Critical understanding:
Speed can never fix a bonding problem.
It only masks or worsens it.
If increasing speed ever seemed to “solve” delamination, that is often a textbook case of false bonding — the failure was simply postponed.
Related reminder:
This follows the same logic as our previous article: for single-side delamination, don’t touch speed first. Speed is a result, not a root cause.
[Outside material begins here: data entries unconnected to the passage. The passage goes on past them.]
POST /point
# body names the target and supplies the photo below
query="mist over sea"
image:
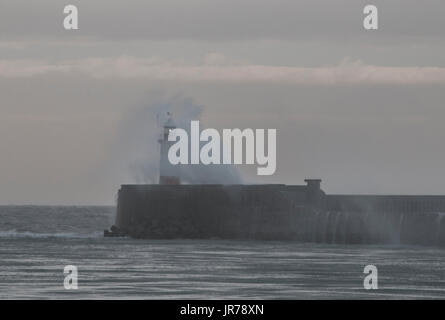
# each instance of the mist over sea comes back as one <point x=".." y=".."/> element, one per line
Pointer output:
<point x="36" y="242"/>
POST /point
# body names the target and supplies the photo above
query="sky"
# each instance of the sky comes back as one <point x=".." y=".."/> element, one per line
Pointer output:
<point x="362" y="110"/>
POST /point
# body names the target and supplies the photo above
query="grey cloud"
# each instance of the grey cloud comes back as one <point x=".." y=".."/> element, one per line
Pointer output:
<point x="339" y="20"/>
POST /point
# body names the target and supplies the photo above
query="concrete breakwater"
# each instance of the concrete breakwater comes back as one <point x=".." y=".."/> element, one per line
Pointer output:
<point x="277" y="212"/>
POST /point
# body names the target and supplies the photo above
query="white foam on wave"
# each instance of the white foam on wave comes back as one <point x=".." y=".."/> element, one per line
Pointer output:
<point x="66" y="235"/>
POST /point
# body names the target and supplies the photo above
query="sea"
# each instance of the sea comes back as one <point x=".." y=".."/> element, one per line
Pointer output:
<point x="38" y="242"/>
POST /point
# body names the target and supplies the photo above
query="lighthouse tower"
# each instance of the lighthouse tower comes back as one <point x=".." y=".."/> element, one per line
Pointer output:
<point x="168" y="173"/>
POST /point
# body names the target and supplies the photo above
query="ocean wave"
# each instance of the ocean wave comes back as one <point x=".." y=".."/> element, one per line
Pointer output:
<point x="67" y="235"/>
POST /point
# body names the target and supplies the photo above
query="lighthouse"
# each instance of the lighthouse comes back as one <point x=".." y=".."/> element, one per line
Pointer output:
<point x="168" y="173"/>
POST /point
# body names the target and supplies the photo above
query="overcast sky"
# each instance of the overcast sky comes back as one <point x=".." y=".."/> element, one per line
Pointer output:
<point x="363" y="110"/>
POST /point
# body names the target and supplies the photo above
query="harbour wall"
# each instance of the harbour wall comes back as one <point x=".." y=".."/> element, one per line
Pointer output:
<point x="278" y="212"/>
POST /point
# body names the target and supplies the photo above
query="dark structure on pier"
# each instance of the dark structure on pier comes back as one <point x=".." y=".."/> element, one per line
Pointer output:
<point x="278" y="212"/>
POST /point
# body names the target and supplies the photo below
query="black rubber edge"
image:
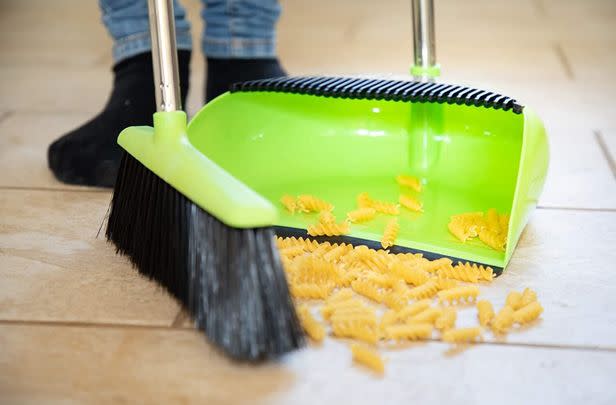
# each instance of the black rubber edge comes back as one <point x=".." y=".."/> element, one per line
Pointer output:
<point x="382" y="89"/>
<point x="287" y="232"/>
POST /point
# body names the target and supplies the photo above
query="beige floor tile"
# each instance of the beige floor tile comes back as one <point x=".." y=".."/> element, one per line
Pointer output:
<point x="60" y="33"/>
<point x="591" y="59"/>
<point x="579" y="175"/>
<point x="53" y="266"/>
<point x="23" y="147"/>
<point x="608" y="140"/>
<point x="53" y="88"/>
<point x="361" y="39"/>
<point x="137" y="365"/>
<point x="567" y="257"/>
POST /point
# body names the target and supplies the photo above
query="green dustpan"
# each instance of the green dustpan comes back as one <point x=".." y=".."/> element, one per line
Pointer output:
<point x="337" y="137"/>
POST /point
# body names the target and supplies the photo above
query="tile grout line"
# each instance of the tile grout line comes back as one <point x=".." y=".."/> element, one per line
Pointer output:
<point x="81" y="324"/>
<point x="564" y="61"/>
<point x="103" y="191"/>
<point x="606" y="152"/>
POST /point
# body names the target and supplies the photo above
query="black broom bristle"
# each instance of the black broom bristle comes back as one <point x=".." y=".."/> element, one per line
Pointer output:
<point x="230" y="280"/>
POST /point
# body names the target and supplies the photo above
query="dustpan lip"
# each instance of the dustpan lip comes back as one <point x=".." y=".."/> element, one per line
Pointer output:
<point x="286" y="231"/>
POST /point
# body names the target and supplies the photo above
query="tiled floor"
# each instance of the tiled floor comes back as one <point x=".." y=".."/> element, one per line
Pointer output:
<point x="78" y="325"/>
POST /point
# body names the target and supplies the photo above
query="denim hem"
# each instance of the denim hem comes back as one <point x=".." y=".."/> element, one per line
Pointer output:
<point x="239" y="47"/>
<point x="134" y="44"/>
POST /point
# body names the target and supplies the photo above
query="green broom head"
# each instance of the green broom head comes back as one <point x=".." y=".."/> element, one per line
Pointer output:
<point x="205" y="237"/>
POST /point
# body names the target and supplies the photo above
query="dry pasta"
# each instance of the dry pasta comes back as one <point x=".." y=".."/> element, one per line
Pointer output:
<point x="315" y="270"/>
<point x="485" y="312"/>
<point x="436" y="265"/>
<point x="528" y="313"/>
<point x="514" y="300"/>
<point x="313" y="328"/>
<point x="445" y="283"/>
<point x="390" y="234"/>
<point x="367" y="357"/>
<point x="466" y="293"/>
<point x="367" y="289"/>
<point x="462" y="335"/>
<point x="308" y="244"/>
<point x="292" y="251"/>
<point x="361" y="215"/>
<point x="328" y="229"/>
<point x="310" y="203"/>
<point x="466" y="226"/>
<point x="503" y="321"/>
<point x="410" y="203"/>
<point x="409" y="273"/>
<point x="394" y="300"/>
<point x="337" y="252"/>
<point x="447" y="319"/>
<point x="409" y="332"/>
<point x="325" y="271"/>
<point x="290" y="203"/>
<point x="409" y="181"/>
<point x="429" y="315"/>
<point x="468" y="272"/>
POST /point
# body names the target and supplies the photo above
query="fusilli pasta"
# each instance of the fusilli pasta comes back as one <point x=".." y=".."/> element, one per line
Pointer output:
<point x="409" y="181"/>
<point x="313" y="328"/>
<point x="390" y="234"/>
<point x="367" y="357"/>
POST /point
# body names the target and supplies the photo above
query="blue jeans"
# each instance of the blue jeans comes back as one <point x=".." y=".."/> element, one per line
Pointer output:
<point x="233" y="28"/>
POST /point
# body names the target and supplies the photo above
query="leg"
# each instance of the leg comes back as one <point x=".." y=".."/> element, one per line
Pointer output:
<point x="89" y="155"/>
<point x="239" y="41"/>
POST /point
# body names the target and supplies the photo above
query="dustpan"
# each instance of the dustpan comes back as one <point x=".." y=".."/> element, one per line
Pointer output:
<point x="336" y="137"/>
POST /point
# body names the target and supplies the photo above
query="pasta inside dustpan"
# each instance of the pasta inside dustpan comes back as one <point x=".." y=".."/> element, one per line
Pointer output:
<point x="473" y="150"/>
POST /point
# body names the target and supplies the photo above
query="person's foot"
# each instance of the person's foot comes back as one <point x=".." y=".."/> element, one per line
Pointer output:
<point x="222" y="73"/>
<point x="89" y="155"/>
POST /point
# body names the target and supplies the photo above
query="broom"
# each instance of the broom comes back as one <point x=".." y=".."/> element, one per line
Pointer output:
<point x="226" y="272"/>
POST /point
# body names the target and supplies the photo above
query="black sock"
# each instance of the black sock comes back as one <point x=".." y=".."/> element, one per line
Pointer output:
<point x="222" y="73"/>
<point x="89" y="155"/>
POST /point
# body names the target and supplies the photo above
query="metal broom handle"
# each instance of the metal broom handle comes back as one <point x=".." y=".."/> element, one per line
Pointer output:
<point x="164" y="55"/>
<point x="423" y="35"/>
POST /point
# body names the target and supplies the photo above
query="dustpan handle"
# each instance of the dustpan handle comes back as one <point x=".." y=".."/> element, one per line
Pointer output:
<point x="164" y="55"/>
<point x="424" y="49"/>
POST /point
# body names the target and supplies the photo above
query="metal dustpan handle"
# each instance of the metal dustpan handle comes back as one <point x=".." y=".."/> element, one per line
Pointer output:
<point x="164" y="55"/>
<point x="425" y="67"/>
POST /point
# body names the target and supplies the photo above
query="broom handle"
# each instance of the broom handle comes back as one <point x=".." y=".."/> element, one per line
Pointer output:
<point x="164" y="55"/>
<point x="424" y="48"/>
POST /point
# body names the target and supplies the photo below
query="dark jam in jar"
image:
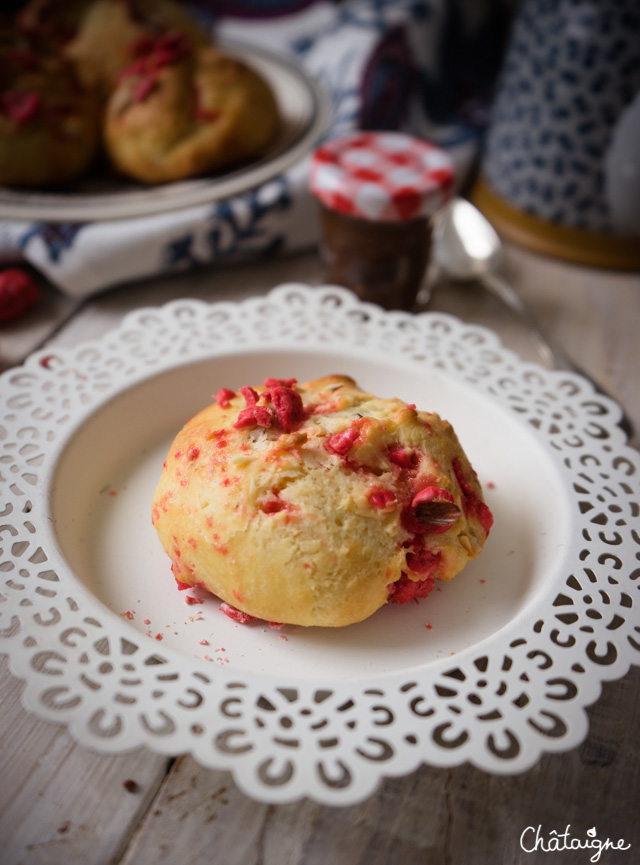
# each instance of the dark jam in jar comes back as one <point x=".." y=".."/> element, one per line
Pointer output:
<point x="378" y="192"/>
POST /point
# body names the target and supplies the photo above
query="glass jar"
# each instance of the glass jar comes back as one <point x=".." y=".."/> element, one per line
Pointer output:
<point x="378" y="193"/>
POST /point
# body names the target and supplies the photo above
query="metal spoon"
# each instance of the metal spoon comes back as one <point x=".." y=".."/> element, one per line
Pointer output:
<point x="467" y="248"/>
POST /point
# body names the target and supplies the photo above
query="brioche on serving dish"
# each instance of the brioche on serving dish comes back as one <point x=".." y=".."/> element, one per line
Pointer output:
<point x="317" y="503"/>
<point x="134" y="87"/>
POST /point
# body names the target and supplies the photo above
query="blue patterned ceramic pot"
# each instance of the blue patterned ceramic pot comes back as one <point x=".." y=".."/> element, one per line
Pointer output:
<point x="564" y="143"/>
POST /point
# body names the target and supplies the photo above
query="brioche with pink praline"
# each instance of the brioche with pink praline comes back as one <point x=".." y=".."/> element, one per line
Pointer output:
<point x="317" y="503"/>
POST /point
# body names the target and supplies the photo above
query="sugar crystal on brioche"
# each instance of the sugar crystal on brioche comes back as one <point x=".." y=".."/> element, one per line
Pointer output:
<point x="317" y="503"/>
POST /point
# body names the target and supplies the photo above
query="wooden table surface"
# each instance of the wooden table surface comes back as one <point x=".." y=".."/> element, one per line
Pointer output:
<point x="60" y="803"/>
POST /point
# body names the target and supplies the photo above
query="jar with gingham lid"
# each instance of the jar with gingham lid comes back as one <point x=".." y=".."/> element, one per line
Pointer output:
<point x="378" y="193"/>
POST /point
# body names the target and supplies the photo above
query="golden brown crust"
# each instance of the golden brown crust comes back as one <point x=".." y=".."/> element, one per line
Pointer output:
<point x="175" y="106"/>
<point x="201" y="113"/>
<point x="314" y="504"/>
<point x="49" y="124"/>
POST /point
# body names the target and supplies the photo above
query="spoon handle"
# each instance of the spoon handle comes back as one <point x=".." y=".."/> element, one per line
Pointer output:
<point x="553" y="355"/>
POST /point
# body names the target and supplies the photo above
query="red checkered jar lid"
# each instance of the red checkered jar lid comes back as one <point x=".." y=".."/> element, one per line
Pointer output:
<point x="382" y="176"/>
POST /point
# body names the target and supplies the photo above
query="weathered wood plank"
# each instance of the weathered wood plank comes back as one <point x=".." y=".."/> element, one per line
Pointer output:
<point x="59" y="802"/>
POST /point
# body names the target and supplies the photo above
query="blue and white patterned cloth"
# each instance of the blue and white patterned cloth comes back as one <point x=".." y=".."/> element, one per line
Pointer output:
<point x="386" y="64"/>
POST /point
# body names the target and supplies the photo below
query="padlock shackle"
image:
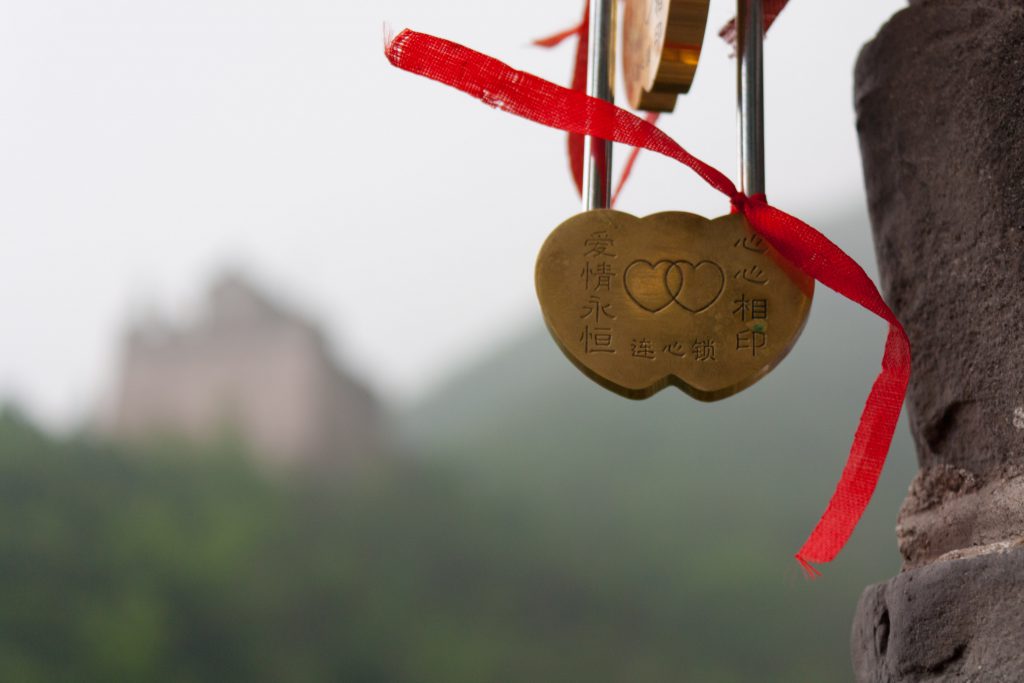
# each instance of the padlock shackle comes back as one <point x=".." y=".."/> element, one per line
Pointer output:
<point x="597" y="153"/>
<point x="750" y="94"/>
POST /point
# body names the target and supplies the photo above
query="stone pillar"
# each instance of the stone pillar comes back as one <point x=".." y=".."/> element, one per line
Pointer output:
<point x="940" y="113"/>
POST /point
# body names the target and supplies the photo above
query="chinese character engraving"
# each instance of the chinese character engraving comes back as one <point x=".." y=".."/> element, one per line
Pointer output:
<point x="751" y="309"/>
<point x="752" y="339"/>
<point x="597" y="278"/>
<point x="754" y="243"/>
<point x="598" y="244"/>
<point x="754" y="274"/>
<point x="597" y="310"/>
<point x="676" y="348"/>
<point x="596" y="340"/>
<point x="642" y="348"/>
<point x="704" y="350"/>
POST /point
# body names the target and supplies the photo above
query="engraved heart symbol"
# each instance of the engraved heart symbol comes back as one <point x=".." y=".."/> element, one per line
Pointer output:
<point x="654" y="286"/>
<point x="607" y="282"/>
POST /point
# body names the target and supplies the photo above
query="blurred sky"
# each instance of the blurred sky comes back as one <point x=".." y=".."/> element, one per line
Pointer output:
<point x="146" y="144"/>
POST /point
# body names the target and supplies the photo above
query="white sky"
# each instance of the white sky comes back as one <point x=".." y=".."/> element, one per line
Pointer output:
<point x="146" y="143"/>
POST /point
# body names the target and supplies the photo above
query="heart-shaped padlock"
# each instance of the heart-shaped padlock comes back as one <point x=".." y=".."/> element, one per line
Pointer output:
<point x="674" y="298"/>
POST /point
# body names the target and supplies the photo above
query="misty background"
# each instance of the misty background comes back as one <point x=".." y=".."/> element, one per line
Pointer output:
<point x="507" y="519"/>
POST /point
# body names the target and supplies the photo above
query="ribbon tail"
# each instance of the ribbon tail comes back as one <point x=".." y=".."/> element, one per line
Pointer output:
<point x="818" y="257"/>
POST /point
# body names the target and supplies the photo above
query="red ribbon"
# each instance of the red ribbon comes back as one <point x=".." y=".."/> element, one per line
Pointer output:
<point x="526" y="95"/>
<point x="579" y="83"/>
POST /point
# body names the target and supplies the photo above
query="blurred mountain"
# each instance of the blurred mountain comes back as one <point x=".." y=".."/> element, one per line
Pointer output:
<point x="539" y="529"/>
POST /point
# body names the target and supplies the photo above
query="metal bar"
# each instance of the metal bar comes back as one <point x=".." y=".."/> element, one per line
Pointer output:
<point x="597" y="153"/>
<point x="750" y="76"/>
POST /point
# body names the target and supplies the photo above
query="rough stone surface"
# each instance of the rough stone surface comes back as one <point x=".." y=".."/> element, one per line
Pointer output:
<point x="940" y="113"/>
<point x="957" y="620"/>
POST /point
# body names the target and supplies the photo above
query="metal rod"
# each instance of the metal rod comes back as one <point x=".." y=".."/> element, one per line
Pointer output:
<point x="750" y="75"/>
<point x="597" y="153"/>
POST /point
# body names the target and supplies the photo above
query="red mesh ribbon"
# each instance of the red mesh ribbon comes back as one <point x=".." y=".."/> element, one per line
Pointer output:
<point x="526" y="95"/>
<point x="579" y="83"/>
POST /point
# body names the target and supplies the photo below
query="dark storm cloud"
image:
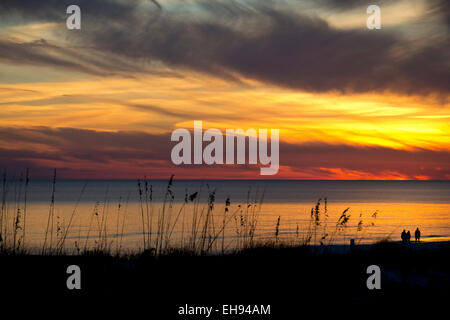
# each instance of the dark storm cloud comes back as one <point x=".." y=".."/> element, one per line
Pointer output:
<point x="44" y="148"/>
<point x="276" y="46"/>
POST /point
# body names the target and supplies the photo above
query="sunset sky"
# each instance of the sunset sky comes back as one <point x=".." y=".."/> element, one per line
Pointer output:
<point x="101" y="102"/>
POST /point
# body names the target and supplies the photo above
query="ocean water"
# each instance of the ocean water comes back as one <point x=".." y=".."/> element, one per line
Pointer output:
<point x="114" y="214"/>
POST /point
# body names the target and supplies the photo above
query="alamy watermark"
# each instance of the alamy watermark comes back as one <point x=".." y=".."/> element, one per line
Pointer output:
<point x="213" y="152"/>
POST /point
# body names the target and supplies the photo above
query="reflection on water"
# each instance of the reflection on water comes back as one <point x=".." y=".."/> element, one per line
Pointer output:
<point x="111" y="211"/>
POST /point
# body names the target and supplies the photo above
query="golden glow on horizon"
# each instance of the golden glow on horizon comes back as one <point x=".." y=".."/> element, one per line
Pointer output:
<point x="158" y="104"/>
3. Is adhesive gelatinization synchronized with the hot-plate temperature profile?
Why it matters:
This is the most subtle factor.
Every adhesive has a specific gelatinization temperature range. If the hot-plate temperature profile is misaligned — for example, too cool in the front and too hot at the back — the adhesive may still be ungelled in the optimal pressure zone, or over-dried before leaving the plates.
(Industry-standard technical resources — including TAPPI’s Technical Information Papers on corrugating adhesives and starch gelatinization — explain why sufficient heat and effective bonding time are essential to proper bond formation.
🔗 https://www.tappi.org/publications-standards/standards-methods/numerical-index-for-technical-information-papers-tips/)
Common blind spot:
Many operators focus only on peak temperature, ignoring the time–temperature relationship.
The adhesive must stay within a suitable temperature window long enough to complete the reaction.
Three Things You Must Not Do First
Before completing the checks above, these actions will only hide the truth and make diagnosis harder:
- Do not immediately change line speed (up or down).
Speed directly alters the only constant factor — time — and disrupts your ability to judge the process, making false bonding even more unpredictable. - Do not blindly increase adhesive application.
More adhesive requires more heat and more time. Without knowing the root cause, this only worsens the energy imbalance. - Do not instantly blame paper quality.
Paper is one factor, but concluding “bad paper” before completing a systematic check shuts down all meaningful process correction and does not help solve the current run.
A Simple Engineering Reality Check
Shift your diagnostic viewpoint upstream.
If delamination occurs after the board leaves heat and pressure, the problem is not in the slitter, stacker, or truck.
It exists earlier — within the double backer’s thermal and pressure process — and it should have been measurable and detectable there.
This is exactly why false bonding after the double backer so often goes unnoticed until delamination appears downstream.
Your job is not to wait for failure to explode at the final stage, but to identify it while it is still being masked, using the right sequence and the right tools.
That is what real preventive quality control looks like on a corrugator line.